Olá Pessoal, Fabio Akita

Se você ainda não viu meus vídeos sobre faculdade e linguagens veja a playlist linkada acima e nas descrições.

Um tema que eu repito constantemente é que você aprenda a aprender. Bom, todo vídeo que fala sobre carreira fala algum clichê desse tipo: O importante é se esforçar. O importante é nunca parar. O importante é estudar isso ou estudar aquilo. O importante é a disciplina. Fuck that. Eu sei disso, você sabe disso, que diferença isso faz? Qual é a chave de verdade?

Se não ficou claro ainda, todos os meus vídeos mostram pequenos aspectos disso na prática. Daqui algum tempo vocês vão poder ver todos os meus vídeos em sequência e vão ver que eles vão se encaixando.

Mas hoje quero fazer uma pausa e contar uma história diferente.

No ano passado em 2017 eu fiquei numa discussão com o povo do escritório acerca de talento. É uma coisa que me irrita pessoalmente. Neymar, Mozart, Einstein, pense em grandes nomes do esporte, das ciências, da música, ou qualquer coisa produtiva. Você sempre vai encontrar nomes absurdamente fora dos padrões, muitos elevados ao status de semi-deus.

São nomes inalcançáveis. Se você assistir um filme biótipo ou qualquer documentário ou mesmo biografias, vai parecer que você está lendo sobre alguém que sequer poderia ser um Homo Sapiens, um Hiper Sapiens??

Eu tenho um sério problema com esse conceito. Pessoalmente eu não acredito em talentos naturais. Esse vai ser o tema do próximo vídeo

O outro ponto que muita gente levanta principalmente nas discussões políticas sobre pró ou contra aborto - que aliás, pros propósitos deste canal, não me interessa muito pra que lado você pende nessa discussão, me interessa a implicação: imagina se um Einstein não tivesse nascido. Ou se um Darwin não tivesse nascido. Você certamente já pensou isso ou ouviu isso. E se eu te disser que se Einstein ou Darwin não tivessem existido, ainda assim teríamos a mesma Teoria Geral e Especial da Relatividade e a Teoria de todas as Teorias, a Teoria da Evolução das Espécies via Seleção Natural?

(...)

Este episódio é sobre o livro do físico Roger Schlafly intitulado "How Einstein Ruined Physics" ou "Como Einstein arruinou a física". Citando o artigo de Mark Green de 2012 para o site Sott.net.
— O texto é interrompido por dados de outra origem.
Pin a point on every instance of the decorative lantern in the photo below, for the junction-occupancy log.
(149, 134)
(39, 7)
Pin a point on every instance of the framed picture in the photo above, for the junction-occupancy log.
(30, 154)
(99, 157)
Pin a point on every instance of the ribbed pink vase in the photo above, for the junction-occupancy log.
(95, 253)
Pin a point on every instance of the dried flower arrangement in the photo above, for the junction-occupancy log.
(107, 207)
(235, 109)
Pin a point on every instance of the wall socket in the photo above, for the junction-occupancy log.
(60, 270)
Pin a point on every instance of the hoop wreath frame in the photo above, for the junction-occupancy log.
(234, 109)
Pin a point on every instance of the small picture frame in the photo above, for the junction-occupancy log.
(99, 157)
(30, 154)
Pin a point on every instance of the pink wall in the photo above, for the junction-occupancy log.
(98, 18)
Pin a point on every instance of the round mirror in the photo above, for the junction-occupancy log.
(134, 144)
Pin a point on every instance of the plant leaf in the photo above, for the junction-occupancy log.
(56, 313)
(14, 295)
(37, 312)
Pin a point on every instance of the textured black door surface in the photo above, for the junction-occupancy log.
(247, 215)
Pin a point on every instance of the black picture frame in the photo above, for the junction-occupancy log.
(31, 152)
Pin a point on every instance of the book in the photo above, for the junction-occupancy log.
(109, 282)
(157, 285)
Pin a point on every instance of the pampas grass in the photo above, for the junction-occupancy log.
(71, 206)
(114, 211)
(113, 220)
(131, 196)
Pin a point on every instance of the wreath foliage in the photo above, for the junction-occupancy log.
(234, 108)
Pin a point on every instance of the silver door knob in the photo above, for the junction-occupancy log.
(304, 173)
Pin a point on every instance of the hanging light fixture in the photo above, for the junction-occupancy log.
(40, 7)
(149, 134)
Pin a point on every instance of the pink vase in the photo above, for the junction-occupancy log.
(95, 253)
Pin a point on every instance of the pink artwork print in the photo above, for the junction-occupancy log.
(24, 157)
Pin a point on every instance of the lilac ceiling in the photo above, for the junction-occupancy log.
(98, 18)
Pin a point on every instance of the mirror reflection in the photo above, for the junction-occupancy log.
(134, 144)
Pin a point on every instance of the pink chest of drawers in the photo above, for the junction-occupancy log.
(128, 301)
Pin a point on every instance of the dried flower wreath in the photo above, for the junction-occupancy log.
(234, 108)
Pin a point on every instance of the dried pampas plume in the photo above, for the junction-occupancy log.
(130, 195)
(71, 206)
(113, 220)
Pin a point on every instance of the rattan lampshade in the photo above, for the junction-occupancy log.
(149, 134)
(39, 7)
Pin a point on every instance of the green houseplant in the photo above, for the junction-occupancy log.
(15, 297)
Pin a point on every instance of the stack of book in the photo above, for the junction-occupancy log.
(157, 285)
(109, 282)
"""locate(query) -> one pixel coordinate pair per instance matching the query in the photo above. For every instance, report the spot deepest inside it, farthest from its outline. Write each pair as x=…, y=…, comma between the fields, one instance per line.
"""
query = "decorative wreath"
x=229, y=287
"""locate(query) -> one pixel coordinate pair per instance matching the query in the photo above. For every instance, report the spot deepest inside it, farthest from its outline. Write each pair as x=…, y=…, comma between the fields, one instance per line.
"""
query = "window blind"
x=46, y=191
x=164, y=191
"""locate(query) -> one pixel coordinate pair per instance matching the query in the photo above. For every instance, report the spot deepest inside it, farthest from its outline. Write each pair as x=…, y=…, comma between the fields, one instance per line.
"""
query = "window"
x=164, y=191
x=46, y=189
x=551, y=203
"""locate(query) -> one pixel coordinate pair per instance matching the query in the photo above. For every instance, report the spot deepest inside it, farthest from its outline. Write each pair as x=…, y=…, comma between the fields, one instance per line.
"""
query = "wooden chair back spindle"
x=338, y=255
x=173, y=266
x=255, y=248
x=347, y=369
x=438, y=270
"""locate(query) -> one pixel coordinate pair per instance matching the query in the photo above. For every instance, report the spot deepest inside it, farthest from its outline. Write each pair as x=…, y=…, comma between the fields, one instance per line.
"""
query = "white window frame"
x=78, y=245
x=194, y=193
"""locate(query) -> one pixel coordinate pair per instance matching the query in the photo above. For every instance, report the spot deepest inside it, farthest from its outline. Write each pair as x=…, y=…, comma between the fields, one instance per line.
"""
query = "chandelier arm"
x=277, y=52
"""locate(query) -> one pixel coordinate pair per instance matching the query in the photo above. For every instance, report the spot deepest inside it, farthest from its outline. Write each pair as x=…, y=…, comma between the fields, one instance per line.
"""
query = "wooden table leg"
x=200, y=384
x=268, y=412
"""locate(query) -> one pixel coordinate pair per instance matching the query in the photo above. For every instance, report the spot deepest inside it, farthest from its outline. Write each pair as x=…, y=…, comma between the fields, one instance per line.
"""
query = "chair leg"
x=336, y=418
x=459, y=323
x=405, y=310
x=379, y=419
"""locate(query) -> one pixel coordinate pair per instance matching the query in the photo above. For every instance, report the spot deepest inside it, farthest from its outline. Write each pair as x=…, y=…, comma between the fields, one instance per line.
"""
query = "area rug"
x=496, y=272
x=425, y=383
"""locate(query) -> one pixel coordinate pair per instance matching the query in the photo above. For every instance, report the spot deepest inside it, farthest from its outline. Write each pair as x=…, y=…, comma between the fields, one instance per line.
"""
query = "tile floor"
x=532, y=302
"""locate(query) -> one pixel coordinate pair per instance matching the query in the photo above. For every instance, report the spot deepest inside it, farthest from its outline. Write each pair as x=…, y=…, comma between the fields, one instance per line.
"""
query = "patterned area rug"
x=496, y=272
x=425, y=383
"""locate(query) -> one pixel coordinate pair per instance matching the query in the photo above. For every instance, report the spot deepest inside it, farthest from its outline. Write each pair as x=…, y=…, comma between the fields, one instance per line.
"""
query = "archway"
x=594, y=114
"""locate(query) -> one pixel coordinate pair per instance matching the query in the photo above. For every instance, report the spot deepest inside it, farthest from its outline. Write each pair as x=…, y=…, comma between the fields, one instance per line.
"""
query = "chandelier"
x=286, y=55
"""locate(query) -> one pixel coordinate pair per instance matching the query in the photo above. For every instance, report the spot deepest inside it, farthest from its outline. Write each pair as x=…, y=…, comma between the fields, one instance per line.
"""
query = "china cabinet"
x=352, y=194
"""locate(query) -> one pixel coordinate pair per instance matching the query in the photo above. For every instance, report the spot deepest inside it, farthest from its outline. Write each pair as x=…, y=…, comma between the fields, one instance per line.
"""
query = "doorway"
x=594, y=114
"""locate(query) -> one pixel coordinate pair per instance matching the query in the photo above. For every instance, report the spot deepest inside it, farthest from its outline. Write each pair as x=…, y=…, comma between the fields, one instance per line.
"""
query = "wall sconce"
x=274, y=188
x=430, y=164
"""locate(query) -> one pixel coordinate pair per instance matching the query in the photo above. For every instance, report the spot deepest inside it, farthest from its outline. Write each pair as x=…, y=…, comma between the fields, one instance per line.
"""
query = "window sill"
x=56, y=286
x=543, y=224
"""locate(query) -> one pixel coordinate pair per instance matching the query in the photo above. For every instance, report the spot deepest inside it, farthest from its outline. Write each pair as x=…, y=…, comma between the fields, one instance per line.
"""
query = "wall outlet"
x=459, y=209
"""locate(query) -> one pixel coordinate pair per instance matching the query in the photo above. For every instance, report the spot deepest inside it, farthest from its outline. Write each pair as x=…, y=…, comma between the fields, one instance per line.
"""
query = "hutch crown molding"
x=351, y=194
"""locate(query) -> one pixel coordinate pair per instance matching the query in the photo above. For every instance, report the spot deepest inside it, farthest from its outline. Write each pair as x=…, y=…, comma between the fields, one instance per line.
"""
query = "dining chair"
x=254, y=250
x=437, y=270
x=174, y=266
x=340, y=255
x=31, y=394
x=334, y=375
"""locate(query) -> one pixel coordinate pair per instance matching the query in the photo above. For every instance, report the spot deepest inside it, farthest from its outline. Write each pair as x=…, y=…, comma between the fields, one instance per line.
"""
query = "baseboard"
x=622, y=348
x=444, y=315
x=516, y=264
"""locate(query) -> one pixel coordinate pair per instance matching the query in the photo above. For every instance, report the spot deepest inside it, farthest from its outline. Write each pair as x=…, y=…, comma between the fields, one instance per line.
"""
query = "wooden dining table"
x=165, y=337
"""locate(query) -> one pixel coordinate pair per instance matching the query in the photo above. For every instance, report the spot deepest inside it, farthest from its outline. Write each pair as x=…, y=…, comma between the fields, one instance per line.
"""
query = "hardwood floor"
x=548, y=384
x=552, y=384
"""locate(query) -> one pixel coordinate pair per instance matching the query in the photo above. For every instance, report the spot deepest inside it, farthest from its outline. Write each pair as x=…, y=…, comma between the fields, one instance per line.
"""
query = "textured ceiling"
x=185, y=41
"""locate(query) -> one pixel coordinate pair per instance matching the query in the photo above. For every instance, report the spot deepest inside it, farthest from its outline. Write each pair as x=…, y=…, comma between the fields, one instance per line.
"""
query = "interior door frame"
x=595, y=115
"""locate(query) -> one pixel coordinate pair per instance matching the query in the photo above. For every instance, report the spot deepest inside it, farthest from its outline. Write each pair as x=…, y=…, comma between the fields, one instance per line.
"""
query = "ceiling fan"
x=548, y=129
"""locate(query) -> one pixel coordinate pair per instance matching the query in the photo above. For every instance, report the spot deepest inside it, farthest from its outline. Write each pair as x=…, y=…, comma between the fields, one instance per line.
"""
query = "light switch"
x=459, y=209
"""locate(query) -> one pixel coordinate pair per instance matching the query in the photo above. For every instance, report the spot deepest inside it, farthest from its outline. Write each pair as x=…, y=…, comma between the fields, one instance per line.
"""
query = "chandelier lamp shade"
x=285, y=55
Vamos lá.

Einstein é considerado o maior gênio do mundo por ter criado a teoria da relatividade. O livro de Schlafly explica sobre a relatividade, como ela foi descoberta e como ela se encaixa na longa história de tentar entender movimento e simetria. O livro mostra que o papel de Einstein é terrivelmente mal interpretada.

Ele é famoso por ter unificado o espaço e o tempo na teoria da relatividade, e por ter revolucionado a ciência somente com puro pensamento. De fato, seu famoso paper de relatividade meramente postulou o que havia sido previamento provado, e ele mesmo nem entendia porque espaço e tempo estavam sendo unificados.
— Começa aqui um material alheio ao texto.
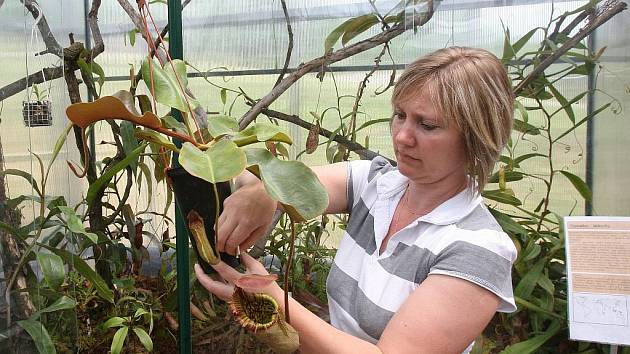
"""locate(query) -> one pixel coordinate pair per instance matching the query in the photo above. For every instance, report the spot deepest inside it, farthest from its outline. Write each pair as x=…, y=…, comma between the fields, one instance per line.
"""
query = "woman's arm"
x=248, y=212
x=443, y=315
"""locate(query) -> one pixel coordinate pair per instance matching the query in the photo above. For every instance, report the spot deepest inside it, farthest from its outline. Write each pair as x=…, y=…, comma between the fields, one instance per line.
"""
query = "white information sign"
x=598, y=271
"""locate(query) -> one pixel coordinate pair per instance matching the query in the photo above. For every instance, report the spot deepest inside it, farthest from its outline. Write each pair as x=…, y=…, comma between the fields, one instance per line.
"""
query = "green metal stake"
x=175, y=47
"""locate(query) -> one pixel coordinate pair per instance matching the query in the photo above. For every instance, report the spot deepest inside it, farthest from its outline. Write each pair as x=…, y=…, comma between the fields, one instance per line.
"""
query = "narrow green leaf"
x=154, y=137
x=525, y=128
x=501, y=197
x=114, y=322
x=222, y=125
x=129, y=141
x=545, y=283
x=53, y=269
x=171, y=123
x=40, y=336
x=75, y=225
x=359, y=25
x=102, y=181
x=579, y=184
x=219, y=163
x=527, y=284
x=510, y=176
x=532, y=344
x=223, y=95
x=563, y=102
x=119, y=340
x=144, y=338
x=334, y=36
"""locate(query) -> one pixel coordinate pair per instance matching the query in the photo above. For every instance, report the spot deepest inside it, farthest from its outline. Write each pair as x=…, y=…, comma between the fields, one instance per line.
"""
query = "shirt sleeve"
x=362, y=172
x=486, y=262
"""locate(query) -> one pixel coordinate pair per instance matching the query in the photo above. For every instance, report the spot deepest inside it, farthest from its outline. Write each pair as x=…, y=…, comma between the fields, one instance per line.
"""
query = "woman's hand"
x=246, y=216
x=225, y=289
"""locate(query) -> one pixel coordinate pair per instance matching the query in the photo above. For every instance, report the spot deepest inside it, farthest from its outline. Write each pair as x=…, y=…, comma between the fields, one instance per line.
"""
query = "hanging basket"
x=37, y=113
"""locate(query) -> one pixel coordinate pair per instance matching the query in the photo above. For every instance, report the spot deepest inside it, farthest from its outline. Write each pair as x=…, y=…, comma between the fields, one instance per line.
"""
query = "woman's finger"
x=223, y=291
x=253, y=265
x=226, y=272
x=224, y=229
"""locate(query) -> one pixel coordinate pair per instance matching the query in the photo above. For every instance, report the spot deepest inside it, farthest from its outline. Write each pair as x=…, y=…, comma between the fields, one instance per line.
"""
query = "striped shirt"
x=459, y=238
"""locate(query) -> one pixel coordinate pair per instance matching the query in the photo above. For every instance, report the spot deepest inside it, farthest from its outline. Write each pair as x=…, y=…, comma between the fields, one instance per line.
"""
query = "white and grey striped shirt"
x=459, y=238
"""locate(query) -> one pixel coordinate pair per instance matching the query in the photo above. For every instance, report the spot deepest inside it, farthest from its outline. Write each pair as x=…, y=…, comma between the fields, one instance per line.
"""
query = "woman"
x=423, y=266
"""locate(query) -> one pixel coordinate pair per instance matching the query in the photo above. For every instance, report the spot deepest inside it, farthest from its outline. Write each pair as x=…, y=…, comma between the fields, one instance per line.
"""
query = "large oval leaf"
x=53, y=269
x=117, y=106
x=291, y=183
x=261, y=132
x=164, y=85
x=221, y=162
x=222, y=125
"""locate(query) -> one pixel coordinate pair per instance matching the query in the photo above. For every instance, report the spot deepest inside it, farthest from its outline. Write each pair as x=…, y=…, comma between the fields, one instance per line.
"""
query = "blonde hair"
x=469, y=87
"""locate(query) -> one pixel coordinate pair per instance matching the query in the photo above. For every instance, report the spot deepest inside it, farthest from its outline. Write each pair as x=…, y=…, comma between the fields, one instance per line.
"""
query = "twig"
x=334, y=57
x=614, y=8
x=359, y=149
x=290, y=46
x=49, y=38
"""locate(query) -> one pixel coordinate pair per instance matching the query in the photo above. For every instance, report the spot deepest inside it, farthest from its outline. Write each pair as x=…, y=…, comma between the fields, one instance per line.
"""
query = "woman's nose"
x=405, y=135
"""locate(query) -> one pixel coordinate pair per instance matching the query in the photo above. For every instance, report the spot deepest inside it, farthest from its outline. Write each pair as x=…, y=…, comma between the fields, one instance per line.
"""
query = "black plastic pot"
x=37, y=113
x=192, y=193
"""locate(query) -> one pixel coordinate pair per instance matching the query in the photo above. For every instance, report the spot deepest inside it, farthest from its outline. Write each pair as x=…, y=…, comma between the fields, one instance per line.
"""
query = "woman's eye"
x=426, y=126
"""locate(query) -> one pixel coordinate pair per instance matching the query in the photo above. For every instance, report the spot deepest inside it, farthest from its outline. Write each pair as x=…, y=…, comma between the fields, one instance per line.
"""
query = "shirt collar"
x=393, y=183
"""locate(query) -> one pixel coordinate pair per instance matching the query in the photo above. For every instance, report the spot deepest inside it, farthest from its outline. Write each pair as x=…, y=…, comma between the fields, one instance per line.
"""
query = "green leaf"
x=172, y=123
x=291, y=183
x=222, y=125
x=532, y=344
x=527, y=284
x=579, y=184
x=144, y=338
x=223, y=96
x=510, y=176
x=75, y=225
x=84, y=269
x=261, y=132
x=129, y=141
x=359, y=25
x=166, y=88
x=219, y=163
x=132, y=36
x=535, y=308
x=114, y=322
x=563, y=102
x=63, y=303
x=525, y=128
x=154, y=137
x=334, y=36
x=103, y=181
x=119, y=340
x=40, y=336
x=25, y=175
x=61, y=140
x=501, y=197
x=53, y=269
x=545, y=283
x=507, y=223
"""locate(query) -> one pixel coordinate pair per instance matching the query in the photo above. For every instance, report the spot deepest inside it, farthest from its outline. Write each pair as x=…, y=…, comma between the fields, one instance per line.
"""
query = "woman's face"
x=427, y=151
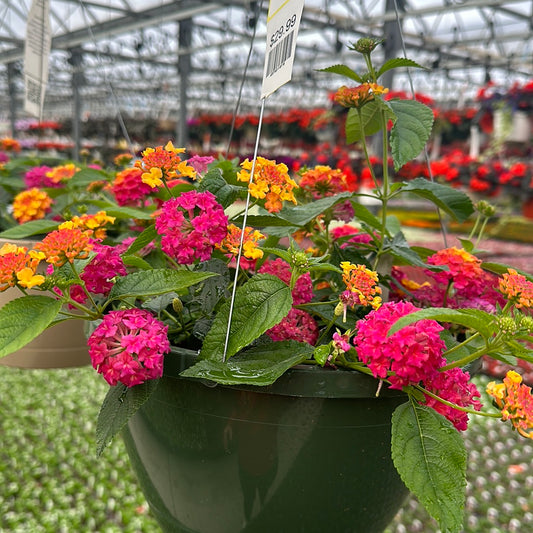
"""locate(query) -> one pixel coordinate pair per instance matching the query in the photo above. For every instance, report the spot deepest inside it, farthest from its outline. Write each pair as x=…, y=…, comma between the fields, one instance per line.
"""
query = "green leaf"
x=470, y=318
x=261, y=365
x=119, y=405
x=85, y=177
x=302, y=214
x=23, y=319
x=411, y=130
x=454, y=202
x=370, y=120
x=28, y=229
x=343, y=70
x=399, y=247
x=501, y=268
x=154, y=282
x=397, y=62
x=262, y=302
x=429, y=454
x=114, y=210
x=142, y=240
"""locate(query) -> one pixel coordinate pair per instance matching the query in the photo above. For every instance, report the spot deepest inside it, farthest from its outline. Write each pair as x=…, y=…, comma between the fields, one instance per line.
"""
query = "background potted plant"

Milhões acreditam que Albert Einstein foi o maior cientista que já viveu. Obviamente soa uma enorme redundância dizer isso, certo?

O que tornou Einstein tão grande? A história é mais ou menos assim: Albert Einstein, um jovem funcionário de um escritório suíço de patentes, sozinho transformou a física de uma ciência tridimensional estática para um incrível universo de espaço-tempo quadridimensional através de brilhantes e solitários experimentos de pensamento envolvendo gravidade, movimento, espaço e tempo. Einstein também fez incursões no entendimento da natureza da luz e energia e foi o primeiro a compreender a equivalência entre energia e massa. As descobertas de Einstein não só transformaram a física moderna mas nossa visão de como vemos o universo.
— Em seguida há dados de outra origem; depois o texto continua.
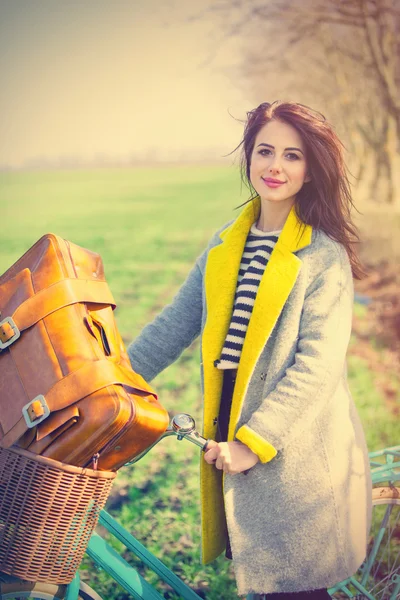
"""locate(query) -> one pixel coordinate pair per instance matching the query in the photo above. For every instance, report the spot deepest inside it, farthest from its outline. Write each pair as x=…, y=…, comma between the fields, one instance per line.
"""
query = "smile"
x=272, y=183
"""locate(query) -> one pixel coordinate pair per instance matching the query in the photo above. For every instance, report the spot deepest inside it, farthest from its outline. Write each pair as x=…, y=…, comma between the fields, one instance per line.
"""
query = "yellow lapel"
x=277, y=282
x=220, y=286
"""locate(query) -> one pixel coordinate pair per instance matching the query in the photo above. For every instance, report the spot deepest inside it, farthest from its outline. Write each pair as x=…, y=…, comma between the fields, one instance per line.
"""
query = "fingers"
x=211, y=455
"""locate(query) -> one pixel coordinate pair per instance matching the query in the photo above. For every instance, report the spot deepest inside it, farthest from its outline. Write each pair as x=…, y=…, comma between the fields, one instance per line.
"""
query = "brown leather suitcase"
x=67, y=390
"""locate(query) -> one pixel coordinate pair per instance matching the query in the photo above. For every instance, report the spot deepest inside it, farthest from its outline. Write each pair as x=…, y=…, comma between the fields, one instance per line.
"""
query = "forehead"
x=279, y=134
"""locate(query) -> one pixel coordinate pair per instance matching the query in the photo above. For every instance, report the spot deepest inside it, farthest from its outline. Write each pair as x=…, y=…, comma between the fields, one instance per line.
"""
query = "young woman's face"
x=278, y=167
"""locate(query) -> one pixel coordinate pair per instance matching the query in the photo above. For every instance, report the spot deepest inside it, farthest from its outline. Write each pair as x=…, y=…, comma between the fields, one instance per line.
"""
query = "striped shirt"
x=256, y=253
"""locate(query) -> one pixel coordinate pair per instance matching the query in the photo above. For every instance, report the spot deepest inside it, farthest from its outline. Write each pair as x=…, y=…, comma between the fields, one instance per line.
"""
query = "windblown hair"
x=325, y=202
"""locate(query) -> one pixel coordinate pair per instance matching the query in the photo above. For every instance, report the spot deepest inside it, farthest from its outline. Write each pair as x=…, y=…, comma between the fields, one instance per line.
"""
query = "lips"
x=273, y=183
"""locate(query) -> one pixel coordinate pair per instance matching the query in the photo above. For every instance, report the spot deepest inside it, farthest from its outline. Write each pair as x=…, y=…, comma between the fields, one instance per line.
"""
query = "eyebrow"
x=273, y=147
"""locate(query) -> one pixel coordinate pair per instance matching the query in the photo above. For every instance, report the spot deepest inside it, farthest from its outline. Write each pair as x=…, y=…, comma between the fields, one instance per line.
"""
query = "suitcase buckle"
x=35, y=411
x=16, y=332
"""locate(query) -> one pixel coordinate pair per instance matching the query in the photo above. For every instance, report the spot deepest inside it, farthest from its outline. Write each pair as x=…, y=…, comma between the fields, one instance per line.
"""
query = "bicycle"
x=377, y=579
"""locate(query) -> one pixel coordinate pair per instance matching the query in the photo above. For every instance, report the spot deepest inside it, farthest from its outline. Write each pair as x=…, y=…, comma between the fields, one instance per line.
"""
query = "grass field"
x=149, y=224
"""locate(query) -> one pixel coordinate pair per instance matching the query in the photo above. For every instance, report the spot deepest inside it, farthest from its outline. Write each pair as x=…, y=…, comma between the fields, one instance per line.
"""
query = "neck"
x=273, y=216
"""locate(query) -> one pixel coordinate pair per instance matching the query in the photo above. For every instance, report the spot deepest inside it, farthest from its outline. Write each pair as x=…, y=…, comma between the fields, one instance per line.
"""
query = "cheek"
x=299, y=174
Schlafly discorda. "É tudo um mito. Einstein não inventou a relatividade ou a maioria das coisas que lhe dão crédito". Wow!

Relatividade é a culminação de uma procura antiga para entender o movimento da Terra. A história nos leva da Grécia antiga como Aristóteles, através de debates medievais sobre Copérnico e Galileo, até a procura recente por matéria negra e energia.

Schlafly faz uma revisão impressionante de contribuições que foram meio esquecidas de físicos notáveis e matemáticos. Uma pequena lista de grandes figuras incluem o matemático francês e prêmio Nobel Henri Poincare (que o filósofo britânico Bertrand Russell chamou do maior homem que a França já produziu), o pioneiro físico holandês e prêmio Nobel, Hendrik A. Lorentz, e o físico e matemático escocês James Clerk Maxwell. De acordo com Schlafly, Maxwell foi o primeiro a cunhar o termo "relatividade" e criou a primeira verdadeira teoria relativista de massa e energia. Maxwell escreveu o massivo 2 volumes Treatise on Electricity and Electro Magnetism em 1873, que na opinião de Schlafly gerou "as mais importantes equações da história da ciência".

O tratado subsequente de Poincare sobre relatividade dá os teoremas que foram "matematicamente idênticos ao de Einstein", diz Schlafly, e a maioria do trabalho de Poincare precede Einstein. Lorentz e Poincare tiveram todos os maiores aspectos da teoria da relatividade, e publicaram antes de Einstein", ele diz.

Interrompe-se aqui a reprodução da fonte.